JDRF: How do you and your family handle type 1 diabetes on a day-to-day basis?
MN: Our day-to-day approach has changed with Chris’s own physical and emotional changes. This is perhaps the greatest challenge to all parents. First there is the fast growth rate and ever-changing metabolism, then there’s adolescence and the naturally occurring rebellion that accompanies adolescence. Chris was on the pump and was doing great until his social life ramped up with adolescence. Because of increased social activity, he would often neglect to check himself and administer his insulin. He’s also, at times, experienced a resentment of his type 1 diabetes–a resentment we sometimes share. As a result, Chris agreed to come off the pump in order to ensure Lori’s and my participation in the administration of his insulin. While it’s been a humbling hassle for all of us, his numbers have improved dramatically and he now misses the pump and feels ready to go back to it.

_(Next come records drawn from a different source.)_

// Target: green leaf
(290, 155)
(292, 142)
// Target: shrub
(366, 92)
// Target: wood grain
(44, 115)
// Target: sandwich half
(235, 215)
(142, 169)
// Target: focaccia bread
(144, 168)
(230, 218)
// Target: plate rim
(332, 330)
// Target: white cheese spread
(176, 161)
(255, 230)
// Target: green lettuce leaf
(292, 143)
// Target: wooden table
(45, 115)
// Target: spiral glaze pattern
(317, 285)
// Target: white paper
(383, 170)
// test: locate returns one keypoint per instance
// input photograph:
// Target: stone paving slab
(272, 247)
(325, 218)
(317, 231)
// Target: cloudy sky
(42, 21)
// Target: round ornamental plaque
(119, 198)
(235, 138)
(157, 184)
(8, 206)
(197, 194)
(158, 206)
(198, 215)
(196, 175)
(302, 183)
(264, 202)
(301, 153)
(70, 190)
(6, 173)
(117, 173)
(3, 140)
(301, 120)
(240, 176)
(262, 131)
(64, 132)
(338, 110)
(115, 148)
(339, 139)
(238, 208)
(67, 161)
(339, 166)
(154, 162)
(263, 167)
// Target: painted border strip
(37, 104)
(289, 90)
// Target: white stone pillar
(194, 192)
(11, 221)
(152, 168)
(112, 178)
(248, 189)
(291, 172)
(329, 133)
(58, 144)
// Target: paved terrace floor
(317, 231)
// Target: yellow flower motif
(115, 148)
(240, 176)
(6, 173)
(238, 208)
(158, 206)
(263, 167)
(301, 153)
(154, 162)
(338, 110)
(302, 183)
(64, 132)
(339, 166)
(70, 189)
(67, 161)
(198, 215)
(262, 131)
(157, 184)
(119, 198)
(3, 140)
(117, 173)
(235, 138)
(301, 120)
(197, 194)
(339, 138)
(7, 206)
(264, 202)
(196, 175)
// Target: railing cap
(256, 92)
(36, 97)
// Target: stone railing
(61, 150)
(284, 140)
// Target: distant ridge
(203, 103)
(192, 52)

I believe it’s psychologically and socially important for parents to acknowledge these types of difficulties and understand they are not failures. So many parents avoid openly discussing these types of problems because so many other families with type 1 diabetes are purported to be in “perfect control.” Ongoing denial is a symptom that can be almost as dangerous as the disease itself.
As far as diet is concerned, we worked very hard to change the diet pattern of our whole family, however, the teenagers are more mobile and spend more time away from home. Fast food and junk food are more desirable for their “hangin-out” and “on-the-go” lifestyles and we don’t want to be the food police. The natural rebellious nature of teens is only exacerbated by over-control. With Chris, we worked specifically on counting carbs and keeping the carb-counter book close to him so he could administer his insulin accordingly. My prayer is that my influence regarding more healthful foods will eventually win out with Chris as my mother’s influence did with me.
Ethan recently went on the pump so we’re looking forward to seeing how that will work for him. He’s excited about less shots and got some cool new toys for being a very brave boy.